With the supply of existing homes at a six-year low and the average price up 11.2 percent from a year ago, according to data released on Friday, new developments have become the next frontier in a what some fear is a housing bubble.
Canadian new home prices rose 0.7 percent in May, the largest monthly increase since 2007, Statistics Canada said on Thursday.
Builders with decades of experience say they have not seen anything like it, and are eager to build while the boom lasts.
“It’s definitely ‘Build as quickly as possible and get your pre-sales out,'” said Robert de Wit, chief executive of the Greater Vancouver Home Builders’ Association.
But with land prices rising as quickly as home prices, builders are paying a lot of money now for land that may not have a house on it to sell for two years.
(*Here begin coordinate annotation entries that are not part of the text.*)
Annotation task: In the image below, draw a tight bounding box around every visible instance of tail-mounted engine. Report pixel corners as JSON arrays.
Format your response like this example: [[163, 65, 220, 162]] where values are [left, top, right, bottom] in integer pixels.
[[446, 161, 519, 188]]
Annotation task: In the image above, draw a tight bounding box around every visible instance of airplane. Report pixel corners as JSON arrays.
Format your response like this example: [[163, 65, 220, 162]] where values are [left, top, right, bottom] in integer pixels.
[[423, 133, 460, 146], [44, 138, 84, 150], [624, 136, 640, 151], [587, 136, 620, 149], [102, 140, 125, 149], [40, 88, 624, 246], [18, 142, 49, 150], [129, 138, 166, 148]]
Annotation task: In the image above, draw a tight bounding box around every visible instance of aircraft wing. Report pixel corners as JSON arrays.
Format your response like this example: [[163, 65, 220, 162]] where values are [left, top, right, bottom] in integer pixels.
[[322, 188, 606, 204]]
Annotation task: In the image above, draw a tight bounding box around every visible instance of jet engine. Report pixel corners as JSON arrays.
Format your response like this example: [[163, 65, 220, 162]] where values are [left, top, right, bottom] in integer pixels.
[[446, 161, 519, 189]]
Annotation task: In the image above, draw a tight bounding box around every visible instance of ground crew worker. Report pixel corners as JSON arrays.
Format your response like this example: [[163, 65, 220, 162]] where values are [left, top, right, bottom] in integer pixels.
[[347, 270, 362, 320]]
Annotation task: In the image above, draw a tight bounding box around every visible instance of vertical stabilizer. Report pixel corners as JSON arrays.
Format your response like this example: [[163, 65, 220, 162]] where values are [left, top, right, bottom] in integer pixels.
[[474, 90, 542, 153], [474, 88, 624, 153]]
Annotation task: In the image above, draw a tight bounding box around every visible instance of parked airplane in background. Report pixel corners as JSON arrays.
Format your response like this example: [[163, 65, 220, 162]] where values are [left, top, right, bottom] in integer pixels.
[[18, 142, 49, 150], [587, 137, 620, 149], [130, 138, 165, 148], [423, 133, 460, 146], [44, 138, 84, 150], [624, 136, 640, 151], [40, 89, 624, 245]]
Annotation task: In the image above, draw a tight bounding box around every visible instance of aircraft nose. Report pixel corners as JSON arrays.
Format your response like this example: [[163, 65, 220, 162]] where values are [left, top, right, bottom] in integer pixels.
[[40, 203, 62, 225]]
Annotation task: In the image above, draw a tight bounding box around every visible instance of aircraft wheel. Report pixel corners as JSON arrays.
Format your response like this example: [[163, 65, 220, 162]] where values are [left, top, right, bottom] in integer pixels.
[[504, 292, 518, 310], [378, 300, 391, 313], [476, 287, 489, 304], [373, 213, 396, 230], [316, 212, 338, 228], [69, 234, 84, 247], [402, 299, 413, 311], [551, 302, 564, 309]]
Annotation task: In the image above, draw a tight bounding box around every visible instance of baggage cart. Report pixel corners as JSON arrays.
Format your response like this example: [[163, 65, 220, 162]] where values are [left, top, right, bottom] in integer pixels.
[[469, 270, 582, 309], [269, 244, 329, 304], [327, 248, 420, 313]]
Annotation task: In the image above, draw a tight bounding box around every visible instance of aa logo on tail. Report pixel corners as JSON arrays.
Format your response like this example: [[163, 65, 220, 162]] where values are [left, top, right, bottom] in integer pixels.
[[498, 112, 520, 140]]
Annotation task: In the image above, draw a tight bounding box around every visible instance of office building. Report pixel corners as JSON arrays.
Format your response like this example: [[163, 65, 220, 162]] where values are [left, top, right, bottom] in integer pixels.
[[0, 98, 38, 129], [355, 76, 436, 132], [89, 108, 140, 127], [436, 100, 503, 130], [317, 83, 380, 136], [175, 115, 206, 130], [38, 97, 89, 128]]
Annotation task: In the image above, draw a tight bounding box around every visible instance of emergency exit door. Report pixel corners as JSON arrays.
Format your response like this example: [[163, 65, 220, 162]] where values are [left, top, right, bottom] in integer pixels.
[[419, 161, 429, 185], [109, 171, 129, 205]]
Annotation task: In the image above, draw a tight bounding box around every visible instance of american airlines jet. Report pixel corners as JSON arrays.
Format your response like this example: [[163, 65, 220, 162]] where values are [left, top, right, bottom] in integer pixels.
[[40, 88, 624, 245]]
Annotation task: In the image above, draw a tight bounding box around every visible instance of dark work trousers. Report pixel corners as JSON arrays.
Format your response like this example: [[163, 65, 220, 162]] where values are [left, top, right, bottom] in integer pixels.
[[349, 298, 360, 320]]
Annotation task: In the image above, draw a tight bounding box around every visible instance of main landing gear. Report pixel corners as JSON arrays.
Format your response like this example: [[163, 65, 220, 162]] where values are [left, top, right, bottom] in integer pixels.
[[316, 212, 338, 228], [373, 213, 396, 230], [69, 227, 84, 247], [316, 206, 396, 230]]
“They are gambling. They are taking a calculated risk. They are buying the land at prices that anticipate future prices going up,” de Wit said.
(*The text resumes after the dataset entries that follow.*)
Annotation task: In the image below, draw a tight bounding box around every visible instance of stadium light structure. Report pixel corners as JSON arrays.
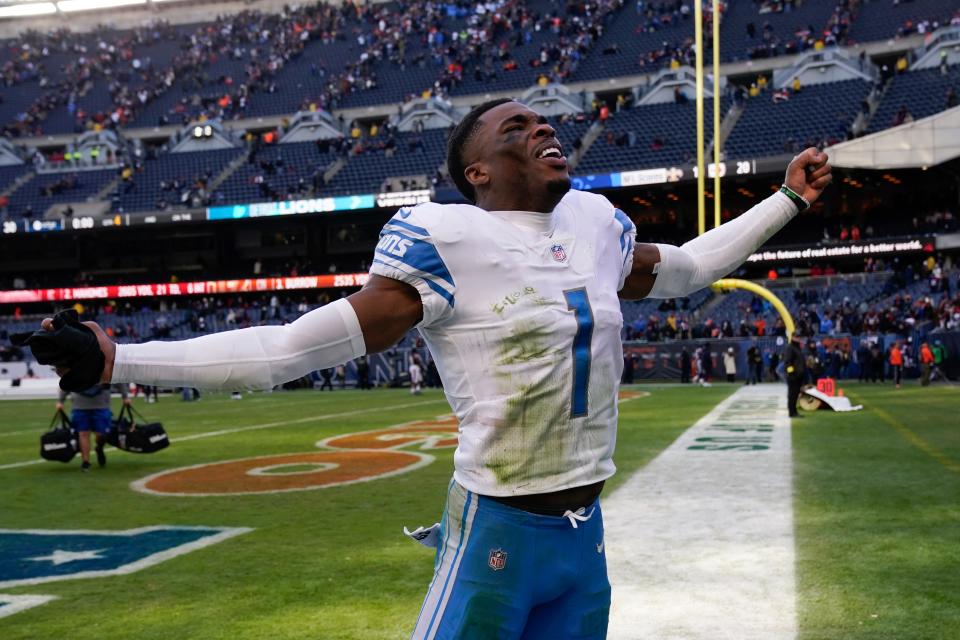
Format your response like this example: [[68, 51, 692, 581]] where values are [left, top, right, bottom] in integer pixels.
[[693, 0, 704, 235], [0, 2, 57, 18], [57, 0, 147, 13], [712, 0, 721, 228]]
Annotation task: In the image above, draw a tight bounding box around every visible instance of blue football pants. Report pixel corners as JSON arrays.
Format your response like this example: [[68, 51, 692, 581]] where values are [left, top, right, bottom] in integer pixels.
[[413, 482, 610, 640]]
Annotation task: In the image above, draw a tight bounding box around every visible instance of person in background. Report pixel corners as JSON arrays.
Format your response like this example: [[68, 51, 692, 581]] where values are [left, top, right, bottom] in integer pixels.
[[680, 347, 691, 384], [783, 333, 807, 418], [888, 340, 903, 389], [930, 340, 947, 380], [723, 347, 749, 383], [407, 350, 423, 395], [920, 342, 934, 387], [357, 356, 373, 390], [57, 384, 130, 472], [320, 367, 333, 391]]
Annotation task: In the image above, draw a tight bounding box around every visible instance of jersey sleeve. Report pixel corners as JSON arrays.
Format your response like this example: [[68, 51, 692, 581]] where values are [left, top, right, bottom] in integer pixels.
[[370, 205, 457, 327], [613, 208, 637, 291]]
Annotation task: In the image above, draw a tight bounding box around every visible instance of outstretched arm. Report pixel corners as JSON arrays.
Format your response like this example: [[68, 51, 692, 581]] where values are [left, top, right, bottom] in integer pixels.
[[43, 275, 423, 390], [620, 148, 832, 300]]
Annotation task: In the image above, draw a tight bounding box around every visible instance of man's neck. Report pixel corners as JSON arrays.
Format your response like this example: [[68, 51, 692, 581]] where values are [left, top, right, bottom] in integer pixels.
[[477, 193, 564, 213]]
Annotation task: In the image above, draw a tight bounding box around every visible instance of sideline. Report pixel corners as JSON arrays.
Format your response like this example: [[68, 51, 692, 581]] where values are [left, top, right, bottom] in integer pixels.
[[848, 394, 960, 473], [0, 397, 447, 471], [597, 384, 797, 640]]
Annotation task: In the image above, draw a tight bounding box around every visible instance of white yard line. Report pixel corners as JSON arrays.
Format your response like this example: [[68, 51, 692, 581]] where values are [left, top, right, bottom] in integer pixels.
[[0, 458, 46, 471], [0, 398, 447, 471], [0, 429, 43, 438], [603, 385, 797, 640]]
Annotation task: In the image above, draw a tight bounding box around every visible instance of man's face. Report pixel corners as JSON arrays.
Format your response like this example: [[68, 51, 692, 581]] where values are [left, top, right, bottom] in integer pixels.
[[467, 102, 570, 201]]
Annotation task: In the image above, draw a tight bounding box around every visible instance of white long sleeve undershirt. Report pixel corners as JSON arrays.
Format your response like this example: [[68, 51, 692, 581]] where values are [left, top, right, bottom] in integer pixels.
[[648, 191, 797, 298], [111, 300, 366, 391]]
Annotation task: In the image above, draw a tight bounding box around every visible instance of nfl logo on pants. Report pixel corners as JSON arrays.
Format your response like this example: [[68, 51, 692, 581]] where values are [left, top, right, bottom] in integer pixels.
[[487, 549, 507, 571], [550, 244, 567, 262]]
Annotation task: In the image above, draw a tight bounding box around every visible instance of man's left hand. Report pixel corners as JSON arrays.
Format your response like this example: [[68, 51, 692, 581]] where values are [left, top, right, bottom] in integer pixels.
[[784, 147, 833, 204]]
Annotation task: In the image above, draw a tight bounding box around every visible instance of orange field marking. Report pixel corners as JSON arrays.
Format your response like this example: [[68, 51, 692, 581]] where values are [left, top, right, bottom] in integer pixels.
[[133, 451, 433, 496], [130, 390, 650, 497]]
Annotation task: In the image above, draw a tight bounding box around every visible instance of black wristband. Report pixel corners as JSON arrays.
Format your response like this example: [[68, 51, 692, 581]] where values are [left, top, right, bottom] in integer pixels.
[[780, 185, 810, 211]]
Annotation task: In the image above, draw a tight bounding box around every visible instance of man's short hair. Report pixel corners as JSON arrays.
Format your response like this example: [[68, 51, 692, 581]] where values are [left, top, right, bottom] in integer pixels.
[[447, 98, 513, 203]]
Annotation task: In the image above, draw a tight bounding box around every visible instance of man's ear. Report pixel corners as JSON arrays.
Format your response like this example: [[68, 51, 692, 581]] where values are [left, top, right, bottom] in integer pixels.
[[463, 162, 490, 189]]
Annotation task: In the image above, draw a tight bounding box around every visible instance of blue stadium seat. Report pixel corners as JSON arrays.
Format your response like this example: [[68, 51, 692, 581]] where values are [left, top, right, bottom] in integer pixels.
[[867, 65, 960, 133], [724, 80, 870, 158]]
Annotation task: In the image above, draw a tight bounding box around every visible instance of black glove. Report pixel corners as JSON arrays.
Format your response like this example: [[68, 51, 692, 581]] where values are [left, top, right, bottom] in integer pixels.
[[10, 309, 106, 391]]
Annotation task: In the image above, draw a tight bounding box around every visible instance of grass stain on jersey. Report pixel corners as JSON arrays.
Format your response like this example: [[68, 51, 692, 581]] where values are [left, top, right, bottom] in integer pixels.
[[487, 376, 569, 488], [497, 322, 553, 366]]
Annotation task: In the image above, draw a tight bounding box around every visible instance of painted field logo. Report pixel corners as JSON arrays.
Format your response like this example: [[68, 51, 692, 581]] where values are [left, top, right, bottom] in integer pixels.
[[130, 389, 650, 497], [0, 526, 251, 592], [130, 416, 457, 497]]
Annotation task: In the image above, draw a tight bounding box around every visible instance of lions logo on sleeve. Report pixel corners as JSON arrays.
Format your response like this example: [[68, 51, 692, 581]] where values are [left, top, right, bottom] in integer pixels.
[[370, 204, 457, 326]]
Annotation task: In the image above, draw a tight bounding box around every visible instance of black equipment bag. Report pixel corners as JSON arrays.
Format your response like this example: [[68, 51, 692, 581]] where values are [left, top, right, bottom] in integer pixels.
[[40, 409, 80, 462], [107, 405, 170, 453]]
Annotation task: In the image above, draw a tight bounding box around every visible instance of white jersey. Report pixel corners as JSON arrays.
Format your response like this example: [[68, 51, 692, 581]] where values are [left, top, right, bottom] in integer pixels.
[[370, 191, 636, 496]]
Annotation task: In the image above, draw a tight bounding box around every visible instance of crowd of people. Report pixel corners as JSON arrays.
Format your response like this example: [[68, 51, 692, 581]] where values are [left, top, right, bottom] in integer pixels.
[[15, 0, 960, 137], [624, 258, 960, 342]]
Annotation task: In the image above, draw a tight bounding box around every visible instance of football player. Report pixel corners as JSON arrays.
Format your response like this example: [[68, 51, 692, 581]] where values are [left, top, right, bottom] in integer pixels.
[[28, 100, 831, 639]]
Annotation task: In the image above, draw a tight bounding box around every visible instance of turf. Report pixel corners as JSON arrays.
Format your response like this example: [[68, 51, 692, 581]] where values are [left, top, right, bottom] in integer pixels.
[[793, 384, 960, 640], [0, 387, 730, 640], [0, 385, 960, 640]]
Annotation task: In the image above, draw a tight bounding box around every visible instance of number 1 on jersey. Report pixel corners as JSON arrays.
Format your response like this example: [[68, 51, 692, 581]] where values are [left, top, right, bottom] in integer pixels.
[[563, 288, 593, 418]]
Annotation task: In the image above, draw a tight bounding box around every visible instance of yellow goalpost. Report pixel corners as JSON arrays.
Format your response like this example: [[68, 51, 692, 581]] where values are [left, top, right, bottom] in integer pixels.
[[694, 0, 795, 340]]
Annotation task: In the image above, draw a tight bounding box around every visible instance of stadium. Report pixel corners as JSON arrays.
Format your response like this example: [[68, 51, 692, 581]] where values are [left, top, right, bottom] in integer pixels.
[[0, 0, 960, 640]]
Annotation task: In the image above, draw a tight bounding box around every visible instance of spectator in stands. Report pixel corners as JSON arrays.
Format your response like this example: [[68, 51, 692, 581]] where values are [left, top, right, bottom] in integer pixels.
[[887, 340, 903, 389], [947, 87, 960, 109], [57, 384, 130, 472], [723, 347, 737, 382]]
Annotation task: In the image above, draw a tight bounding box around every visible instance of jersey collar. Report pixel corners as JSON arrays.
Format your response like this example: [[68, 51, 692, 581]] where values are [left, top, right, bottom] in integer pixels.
[[487, 210, 557, 236]]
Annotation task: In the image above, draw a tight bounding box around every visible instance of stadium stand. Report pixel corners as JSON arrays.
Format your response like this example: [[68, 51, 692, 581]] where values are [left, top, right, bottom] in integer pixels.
[[219, 141, 343, 202], [9, 169, 116, 219], [113, 149, 242, 212], [867, 65, 960, 133], [323, 129, 447, 195], [577, 99, 729, 175], [724, 80, 871, 157], [850, 0, 960, 42], [720, 0, 836, 62]]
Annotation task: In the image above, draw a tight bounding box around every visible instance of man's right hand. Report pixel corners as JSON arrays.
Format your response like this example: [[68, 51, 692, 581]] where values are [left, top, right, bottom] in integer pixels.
[[40, 318, 117, 384]]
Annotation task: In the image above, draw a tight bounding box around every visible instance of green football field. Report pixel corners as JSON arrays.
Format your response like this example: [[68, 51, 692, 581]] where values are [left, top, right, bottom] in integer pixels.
[[0, 384, 960, 640]]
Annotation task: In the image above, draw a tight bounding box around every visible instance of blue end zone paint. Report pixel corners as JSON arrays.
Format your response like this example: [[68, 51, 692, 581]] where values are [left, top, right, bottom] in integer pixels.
[[0, 593, 57, 618], [0, 526, 251, 588]]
Builders say it is a challenge to find enough skilled tradespeople to do the work, while entire developments sell out within days of being advertised – months before construction even begins.
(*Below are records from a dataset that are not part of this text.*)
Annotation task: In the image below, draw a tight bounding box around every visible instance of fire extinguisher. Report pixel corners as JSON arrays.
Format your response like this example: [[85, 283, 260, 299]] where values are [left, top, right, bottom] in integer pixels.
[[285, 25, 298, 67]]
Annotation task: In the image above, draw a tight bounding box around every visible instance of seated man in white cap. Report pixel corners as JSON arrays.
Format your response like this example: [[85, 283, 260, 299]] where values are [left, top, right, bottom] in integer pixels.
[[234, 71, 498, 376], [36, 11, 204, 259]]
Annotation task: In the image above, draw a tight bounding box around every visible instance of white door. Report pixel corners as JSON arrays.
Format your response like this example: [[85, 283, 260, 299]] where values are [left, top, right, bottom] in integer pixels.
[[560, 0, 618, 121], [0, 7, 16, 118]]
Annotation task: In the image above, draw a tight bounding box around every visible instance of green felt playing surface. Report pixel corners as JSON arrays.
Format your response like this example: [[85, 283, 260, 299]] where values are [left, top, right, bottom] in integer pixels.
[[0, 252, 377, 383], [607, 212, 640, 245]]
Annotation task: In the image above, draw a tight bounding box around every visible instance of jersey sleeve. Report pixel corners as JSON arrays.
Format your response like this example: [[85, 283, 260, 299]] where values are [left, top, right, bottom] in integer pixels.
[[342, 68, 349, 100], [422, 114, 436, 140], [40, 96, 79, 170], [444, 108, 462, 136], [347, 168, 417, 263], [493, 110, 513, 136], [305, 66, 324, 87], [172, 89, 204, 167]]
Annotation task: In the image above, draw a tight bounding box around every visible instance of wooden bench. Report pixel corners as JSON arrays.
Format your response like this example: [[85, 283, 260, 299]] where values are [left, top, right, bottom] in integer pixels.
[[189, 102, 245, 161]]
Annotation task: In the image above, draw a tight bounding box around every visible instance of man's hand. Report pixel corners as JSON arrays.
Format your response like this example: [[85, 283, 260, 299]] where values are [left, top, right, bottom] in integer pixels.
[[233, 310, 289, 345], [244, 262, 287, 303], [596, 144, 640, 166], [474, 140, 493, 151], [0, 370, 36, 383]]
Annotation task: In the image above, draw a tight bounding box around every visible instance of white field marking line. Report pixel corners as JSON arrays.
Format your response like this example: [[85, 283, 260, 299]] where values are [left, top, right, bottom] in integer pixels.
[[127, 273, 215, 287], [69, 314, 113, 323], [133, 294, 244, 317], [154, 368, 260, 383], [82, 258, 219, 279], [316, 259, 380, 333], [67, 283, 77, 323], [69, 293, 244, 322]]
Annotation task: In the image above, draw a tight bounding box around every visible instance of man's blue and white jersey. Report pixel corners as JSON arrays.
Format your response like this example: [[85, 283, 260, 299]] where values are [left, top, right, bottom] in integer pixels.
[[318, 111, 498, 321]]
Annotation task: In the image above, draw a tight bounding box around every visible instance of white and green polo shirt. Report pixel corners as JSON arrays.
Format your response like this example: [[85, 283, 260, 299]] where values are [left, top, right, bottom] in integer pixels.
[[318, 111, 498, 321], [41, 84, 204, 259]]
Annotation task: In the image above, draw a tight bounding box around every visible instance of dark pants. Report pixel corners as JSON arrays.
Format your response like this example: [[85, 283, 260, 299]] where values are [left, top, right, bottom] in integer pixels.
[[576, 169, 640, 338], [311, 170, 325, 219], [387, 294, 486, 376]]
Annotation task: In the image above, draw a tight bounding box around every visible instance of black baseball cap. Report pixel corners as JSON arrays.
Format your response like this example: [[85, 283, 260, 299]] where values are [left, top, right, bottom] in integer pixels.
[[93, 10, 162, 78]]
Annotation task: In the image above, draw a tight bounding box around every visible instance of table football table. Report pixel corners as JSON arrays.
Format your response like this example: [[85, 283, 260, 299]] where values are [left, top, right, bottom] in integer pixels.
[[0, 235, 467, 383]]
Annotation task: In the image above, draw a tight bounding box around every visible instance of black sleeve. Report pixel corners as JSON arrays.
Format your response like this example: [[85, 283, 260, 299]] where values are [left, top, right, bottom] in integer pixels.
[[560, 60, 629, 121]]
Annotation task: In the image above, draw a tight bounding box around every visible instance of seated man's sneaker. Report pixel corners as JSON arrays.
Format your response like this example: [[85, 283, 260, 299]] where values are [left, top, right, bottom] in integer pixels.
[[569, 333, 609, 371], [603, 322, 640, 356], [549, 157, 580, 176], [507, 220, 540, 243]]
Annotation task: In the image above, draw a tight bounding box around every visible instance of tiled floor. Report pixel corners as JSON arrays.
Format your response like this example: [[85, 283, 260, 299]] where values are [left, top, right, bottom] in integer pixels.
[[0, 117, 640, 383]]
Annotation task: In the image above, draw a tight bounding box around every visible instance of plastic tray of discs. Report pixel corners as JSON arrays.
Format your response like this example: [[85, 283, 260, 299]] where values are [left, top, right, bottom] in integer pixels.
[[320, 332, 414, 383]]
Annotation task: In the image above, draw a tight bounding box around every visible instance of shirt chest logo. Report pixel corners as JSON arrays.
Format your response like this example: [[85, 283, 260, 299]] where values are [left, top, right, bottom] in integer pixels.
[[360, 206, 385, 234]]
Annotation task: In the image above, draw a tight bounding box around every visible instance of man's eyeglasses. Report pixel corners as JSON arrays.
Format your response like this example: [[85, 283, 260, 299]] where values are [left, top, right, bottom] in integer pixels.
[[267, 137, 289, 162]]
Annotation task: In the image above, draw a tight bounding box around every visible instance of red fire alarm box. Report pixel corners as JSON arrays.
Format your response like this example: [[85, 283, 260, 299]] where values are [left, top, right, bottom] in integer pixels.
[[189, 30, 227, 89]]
“It’s scary to try to figure out what’s going on with the marketplace,” said Heather Weeks, marketing manager at Rosehaven Homes, which builds in the outskirts of Toronto.
“People are still in a bit of panic trying to get in a house, even knowing the prices are constantly going up. I thought we would have hit a ceiling by now, but apparently we haven’t. It’s worrisome.”
Fears of a Canadian housing bubble have risen amid double-digit price increases in Toronto and Vancouver, the two largest markets, even as other markets have cooled.
Tony Mauro, co-president of Fairgate Homes, a family-run builder near Toronto, said he wishes he had a crystal ball to help him gauge when the boom will end – as he believes it will.
“I don’t see it being sustained,” said Mauro. “(I’m just) being cautious. You don’t stick your neck out, you make sure you’re not taking on too much, so that if the market turns down or sales stop, you’re not going to be out of business.”